Automatic Differentiation in C++ from Scratch

October 6, 2024

Modern deep learning frameworks like PyTorch and TensorFlow rely on efficient derivative computation mechanisms for their core functionality. At the foundation of these systems lies automatic differentiation, an algorithmic technique that provides both precision and efficiency. This article presents an implementation of automatic differentiation using C++20, utilizing the Eigen library for linear algebra operations.

In a follow-up article, we will train a simple neural network, based on the implementation of this article.

How computational graphs work

Computational graphs are at the core of automatic differentiation. They represent complex calculations as a network of simple operations. Let's break them down into their most basic steps:

  1. Each node in the graph represents either a variable or an operation
  2. Edges between nodes show how data flows through the computation
  3. Each node only depends on its direct inputs
  4. The graph is evaluated from inputs to outputs (bottom to top)
computational graph

Computational graphs are widely used because they make easier the computation of derivatives by using automatic differentiation.

Calculating the derivatives

When it comes to computing derivatives, we have several options.
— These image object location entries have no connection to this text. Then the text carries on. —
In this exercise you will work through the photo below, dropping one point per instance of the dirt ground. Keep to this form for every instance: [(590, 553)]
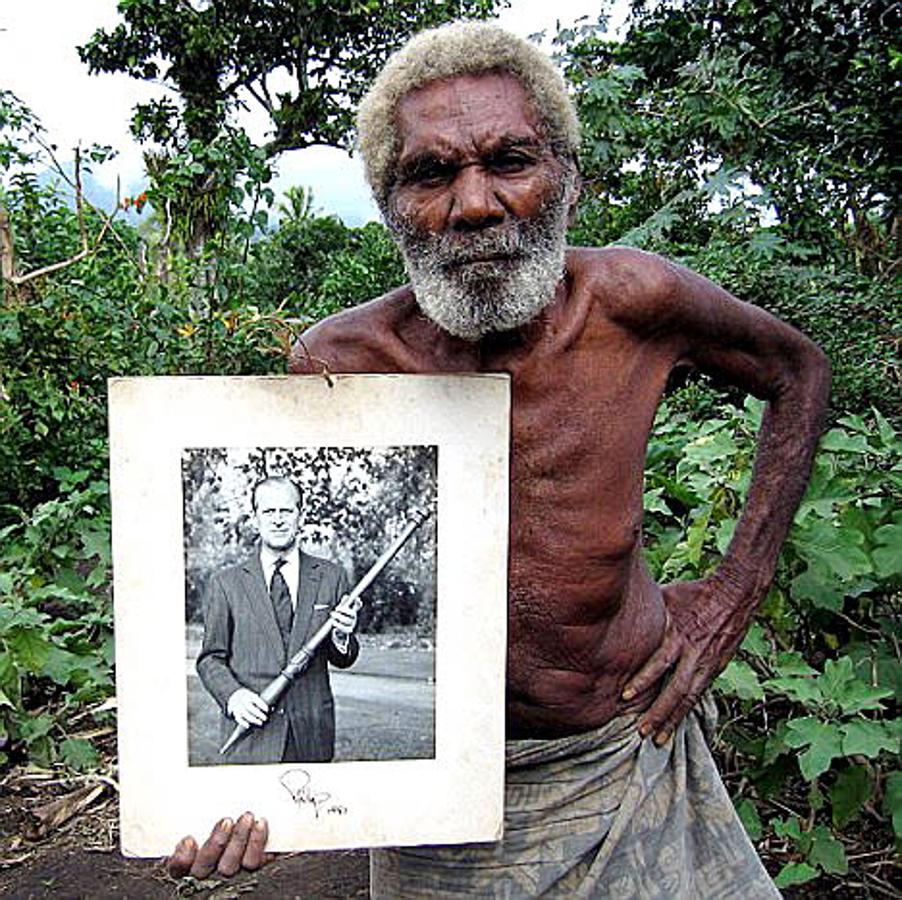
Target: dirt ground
[(59, 835), (79, 858)]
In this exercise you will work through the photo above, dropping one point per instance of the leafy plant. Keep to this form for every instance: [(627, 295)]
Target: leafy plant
[(812, 695)]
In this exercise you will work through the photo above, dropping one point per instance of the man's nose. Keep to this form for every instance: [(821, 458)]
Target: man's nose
[(475, 204)]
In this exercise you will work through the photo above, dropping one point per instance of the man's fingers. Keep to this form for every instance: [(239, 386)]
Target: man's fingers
[(182, 858), (230, 861), (675, 700), (656, 665), (210, 853), (254, 855), (653, 719)]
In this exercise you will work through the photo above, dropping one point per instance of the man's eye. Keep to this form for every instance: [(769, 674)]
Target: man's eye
[(433, 175), (511, 163)]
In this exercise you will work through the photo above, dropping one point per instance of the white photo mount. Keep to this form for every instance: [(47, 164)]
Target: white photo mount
[(455, 797)]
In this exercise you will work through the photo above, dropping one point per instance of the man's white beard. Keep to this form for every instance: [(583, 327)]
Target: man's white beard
[(471, 299)]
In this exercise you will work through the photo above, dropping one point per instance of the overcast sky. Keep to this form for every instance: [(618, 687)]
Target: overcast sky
[(38, 62)]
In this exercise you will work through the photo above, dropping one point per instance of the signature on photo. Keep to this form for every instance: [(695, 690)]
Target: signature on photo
[(300, 788)]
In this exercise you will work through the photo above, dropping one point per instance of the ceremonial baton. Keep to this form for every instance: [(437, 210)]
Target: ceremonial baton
[(274, 691)]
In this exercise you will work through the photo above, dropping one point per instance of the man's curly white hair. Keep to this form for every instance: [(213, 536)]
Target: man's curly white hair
[(459, 48)]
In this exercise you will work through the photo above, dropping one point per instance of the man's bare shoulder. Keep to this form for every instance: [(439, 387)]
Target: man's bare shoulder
[(631, 286), (359, 339)]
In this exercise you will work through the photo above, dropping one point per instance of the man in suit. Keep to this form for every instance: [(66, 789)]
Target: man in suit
[(470, 143), (257, 614)]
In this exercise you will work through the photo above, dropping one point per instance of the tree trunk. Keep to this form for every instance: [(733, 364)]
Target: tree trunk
[(7, 259)]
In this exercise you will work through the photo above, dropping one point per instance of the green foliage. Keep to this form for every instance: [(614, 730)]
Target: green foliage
[(56, 650), (825, 696), (752, 141), (218, 54)]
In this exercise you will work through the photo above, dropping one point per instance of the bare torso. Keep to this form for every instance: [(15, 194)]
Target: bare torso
[(584, 613)]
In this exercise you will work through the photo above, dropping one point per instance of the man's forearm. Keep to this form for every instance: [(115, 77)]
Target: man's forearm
[(787, 442)]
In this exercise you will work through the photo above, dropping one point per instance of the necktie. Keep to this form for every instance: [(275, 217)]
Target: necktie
[(281, 602)]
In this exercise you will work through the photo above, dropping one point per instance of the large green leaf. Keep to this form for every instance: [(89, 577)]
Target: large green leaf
[(827, 852), (795, 873), (820, 587), (79, 754), (740, 680), (30, 647), (892, 801), (832, 549), (887, 555), (852, 789), (866, 738), (840, 441), (751, 820), (823, 740)]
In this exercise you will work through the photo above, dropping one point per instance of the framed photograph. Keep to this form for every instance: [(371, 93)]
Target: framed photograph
[(310, 588)]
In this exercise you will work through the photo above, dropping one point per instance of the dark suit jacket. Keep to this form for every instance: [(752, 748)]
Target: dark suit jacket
[(243, 647)]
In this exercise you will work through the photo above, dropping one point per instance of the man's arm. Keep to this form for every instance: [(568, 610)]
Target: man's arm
[(213, 660), (746, 346)]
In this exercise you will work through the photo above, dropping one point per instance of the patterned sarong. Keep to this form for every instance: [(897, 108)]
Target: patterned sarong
[(597, 815)]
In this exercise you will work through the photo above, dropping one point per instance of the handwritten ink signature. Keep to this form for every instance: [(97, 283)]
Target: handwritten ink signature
[(300, 788)]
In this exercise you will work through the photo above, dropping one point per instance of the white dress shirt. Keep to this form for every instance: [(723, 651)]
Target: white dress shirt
[(291, 571)]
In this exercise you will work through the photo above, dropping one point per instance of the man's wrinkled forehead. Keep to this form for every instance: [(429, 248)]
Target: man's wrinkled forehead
[(484, 113)]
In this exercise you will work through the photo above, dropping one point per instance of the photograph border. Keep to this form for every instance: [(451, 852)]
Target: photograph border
[(311, 805)]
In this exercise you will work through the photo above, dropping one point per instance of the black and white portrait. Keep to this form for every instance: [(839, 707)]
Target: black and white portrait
[(276, 541), (310, 592)]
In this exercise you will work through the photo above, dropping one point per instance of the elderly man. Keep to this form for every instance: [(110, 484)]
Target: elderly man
[(470, 142), (257, 615)]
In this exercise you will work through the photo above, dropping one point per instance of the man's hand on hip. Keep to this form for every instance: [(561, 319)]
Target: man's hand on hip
[(247, 708), (705, 627)]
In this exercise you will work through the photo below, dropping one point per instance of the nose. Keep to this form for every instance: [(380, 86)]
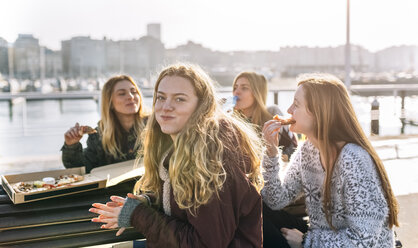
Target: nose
[(131, 95), (235, 92), (167, 106)]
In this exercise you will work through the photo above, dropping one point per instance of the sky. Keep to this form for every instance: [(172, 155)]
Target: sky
[(224, 25)]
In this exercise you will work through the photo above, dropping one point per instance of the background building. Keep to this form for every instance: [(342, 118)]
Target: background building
[(4, 57), (26, 57)]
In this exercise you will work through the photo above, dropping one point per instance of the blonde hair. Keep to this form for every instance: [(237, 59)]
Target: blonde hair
[(258, 85), (109, 125), (328, 101), (196, 167)]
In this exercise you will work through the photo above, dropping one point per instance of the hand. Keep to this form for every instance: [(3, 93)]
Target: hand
[(285, 158), (73, 136), (271, 130), (293, 236), (109, 213)]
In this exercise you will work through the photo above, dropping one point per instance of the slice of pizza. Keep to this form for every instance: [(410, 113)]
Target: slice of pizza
[(284, 121), (46, 183), (86, 130)]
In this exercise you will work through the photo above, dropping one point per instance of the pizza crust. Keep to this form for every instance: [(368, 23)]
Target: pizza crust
[(46, 183)]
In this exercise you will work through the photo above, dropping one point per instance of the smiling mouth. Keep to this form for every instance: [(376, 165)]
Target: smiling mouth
[(166, 118)]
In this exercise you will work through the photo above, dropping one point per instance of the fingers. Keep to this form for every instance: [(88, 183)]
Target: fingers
[(117, 199), (132, 196), (105, 210), (72, 136), (120, 231)]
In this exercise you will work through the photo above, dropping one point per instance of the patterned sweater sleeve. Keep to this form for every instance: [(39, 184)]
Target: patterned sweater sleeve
[(364, 208), (278, 193)]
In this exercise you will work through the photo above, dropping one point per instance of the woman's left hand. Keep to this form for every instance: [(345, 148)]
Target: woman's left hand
[(293, 236), (109, 213)]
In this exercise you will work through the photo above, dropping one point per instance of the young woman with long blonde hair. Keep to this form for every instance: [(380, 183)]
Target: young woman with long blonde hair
[(348, 195), (117, 137), (202, 177), (251, 90)]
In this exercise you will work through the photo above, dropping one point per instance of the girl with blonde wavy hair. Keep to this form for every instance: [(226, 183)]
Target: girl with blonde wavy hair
[(117, 137), (348, 195), (250, 88), (202, 178)]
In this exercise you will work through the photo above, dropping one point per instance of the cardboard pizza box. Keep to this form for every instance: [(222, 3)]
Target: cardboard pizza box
[(101, 177)]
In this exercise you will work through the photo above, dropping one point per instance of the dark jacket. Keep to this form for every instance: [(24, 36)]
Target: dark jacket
[(94, 155), (232, 220)]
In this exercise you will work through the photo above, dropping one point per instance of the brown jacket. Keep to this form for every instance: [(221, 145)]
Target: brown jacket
[(232, 220)]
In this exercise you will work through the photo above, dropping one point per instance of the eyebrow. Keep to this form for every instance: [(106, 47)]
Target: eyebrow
[(175, 94), (133, 88)]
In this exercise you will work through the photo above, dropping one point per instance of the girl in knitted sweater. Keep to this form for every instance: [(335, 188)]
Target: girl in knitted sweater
[(349, 199)]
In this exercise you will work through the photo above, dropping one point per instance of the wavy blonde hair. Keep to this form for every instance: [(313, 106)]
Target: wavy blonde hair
[(196, 167), (258, 85), (328, 101), (109, 125)]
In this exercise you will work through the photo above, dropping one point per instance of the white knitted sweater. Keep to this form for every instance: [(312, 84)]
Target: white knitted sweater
[(359, 210)]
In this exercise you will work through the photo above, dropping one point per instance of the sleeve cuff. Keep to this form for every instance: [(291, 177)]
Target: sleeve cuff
[(124, 219), (71, 147)]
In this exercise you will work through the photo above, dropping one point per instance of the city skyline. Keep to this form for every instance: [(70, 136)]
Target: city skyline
[(222, 26)]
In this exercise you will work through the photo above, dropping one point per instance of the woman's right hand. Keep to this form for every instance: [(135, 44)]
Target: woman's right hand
[(73, 136), (271, 130)]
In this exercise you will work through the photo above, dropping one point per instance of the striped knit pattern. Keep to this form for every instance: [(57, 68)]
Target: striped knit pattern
[(359, 210)]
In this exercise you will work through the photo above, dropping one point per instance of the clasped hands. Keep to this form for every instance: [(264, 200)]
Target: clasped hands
[(109, 212)]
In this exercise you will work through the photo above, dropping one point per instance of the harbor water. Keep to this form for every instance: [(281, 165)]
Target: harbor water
[(36, 128)]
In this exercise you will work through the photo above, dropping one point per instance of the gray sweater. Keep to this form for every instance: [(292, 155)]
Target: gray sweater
[(359, 210)]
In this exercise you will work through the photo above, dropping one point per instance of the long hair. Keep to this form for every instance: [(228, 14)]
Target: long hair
[(328, 101), (109, 125), (196, 170), (258, 85)]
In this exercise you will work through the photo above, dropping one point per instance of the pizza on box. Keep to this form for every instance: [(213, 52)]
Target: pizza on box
[(47, 183)]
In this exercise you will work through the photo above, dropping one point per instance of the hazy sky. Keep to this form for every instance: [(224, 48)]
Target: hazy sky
[(218, 24)]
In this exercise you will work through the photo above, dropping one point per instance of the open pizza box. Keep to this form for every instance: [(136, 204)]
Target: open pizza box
[(101, 177)]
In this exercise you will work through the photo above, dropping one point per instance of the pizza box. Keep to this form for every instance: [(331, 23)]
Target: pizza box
[(101, 177)]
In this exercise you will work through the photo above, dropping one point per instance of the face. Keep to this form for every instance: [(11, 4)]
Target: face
[(125, 98), (242, 90), (176, 102), (304, 119)]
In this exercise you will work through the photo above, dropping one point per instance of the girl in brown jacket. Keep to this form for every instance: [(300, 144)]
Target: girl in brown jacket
[(202, 176)]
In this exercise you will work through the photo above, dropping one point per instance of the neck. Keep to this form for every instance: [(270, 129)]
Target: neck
[(126, 121)]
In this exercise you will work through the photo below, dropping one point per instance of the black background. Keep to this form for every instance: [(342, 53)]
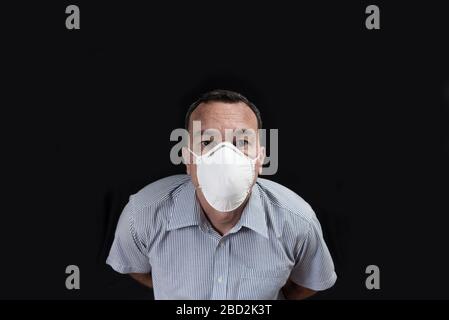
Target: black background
[(362, 116)]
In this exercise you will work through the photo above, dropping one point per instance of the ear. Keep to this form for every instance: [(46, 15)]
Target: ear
[(261, 159), (187, 158)]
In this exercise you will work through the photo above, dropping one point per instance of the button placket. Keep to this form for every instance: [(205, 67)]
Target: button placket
[(221, 269)]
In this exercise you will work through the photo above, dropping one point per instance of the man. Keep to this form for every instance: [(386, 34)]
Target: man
[(220, 232)]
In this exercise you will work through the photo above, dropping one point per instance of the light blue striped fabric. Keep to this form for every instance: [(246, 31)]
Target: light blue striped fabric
[(163, 230)]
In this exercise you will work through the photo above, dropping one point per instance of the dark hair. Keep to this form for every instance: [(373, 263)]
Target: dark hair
[(223, 96)]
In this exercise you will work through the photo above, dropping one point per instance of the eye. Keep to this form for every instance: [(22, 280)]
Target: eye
[(241, 143)]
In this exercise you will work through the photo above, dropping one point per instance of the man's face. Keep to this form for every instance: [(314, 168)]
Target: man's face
[(231, 122)]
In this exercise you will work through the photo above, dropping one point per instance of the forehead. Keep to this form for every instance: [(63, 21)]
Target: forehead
[(222, 115)]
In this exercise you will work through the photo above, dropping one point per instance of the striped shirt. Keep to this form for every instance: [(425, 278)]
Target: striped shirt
[(163, 231)]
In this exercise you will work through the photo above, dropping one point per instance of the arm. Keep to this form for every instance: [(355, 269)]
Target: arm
[(143, 278), (292, 291)]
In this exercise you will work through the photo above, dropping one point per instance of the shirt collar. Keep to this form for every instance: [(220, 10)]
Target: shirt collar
[(187, 211)]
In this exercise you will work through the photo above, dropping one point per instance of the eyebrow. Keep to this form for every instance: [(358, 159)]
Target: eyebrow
[(236, 131)]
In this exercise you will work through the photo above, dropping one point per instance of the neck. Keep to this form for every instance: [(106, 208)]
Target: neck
[(222, 222)]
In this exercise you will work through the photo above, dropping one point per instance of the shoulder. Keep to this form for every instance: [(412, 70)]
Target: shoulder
[(287, 210), (150, 208), (159, 191)]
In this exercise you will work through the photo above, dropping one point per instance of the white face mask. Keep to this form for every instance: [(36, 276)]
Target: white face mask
[(225, 176)]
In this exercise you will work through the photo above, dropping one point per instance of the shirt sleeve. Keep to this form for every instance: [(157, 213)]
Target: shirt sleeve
[(314, 268), (128, 252)]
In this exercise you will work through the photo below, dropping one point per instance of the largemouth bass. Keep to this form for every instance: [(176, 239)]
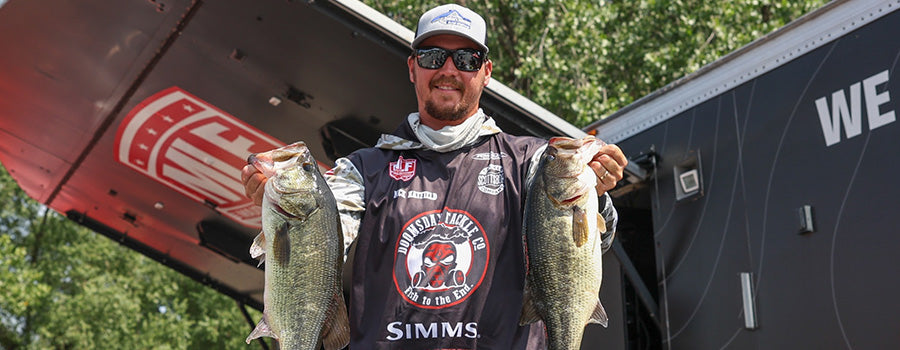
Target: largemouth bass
[(563, 244), (302, 247)]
Let's examine why automatic differentiation stands out:

Numerical Differentiation

To calculate the derivative of a function, we could use numerical differentiation, which relies on the partial derivative definition:

$$\dfrac{\partial}{\partial x_i} f(\textbf{a}) = \lim_{h \to 0} \frac{f(\textbf{a} + h\textbf{e}_i) - f(\textbf{a})}{h}$$

Where \(\textbf e_i\) is the unit vector whose \(i\)th component is \(1\) and all the other components are \(0\)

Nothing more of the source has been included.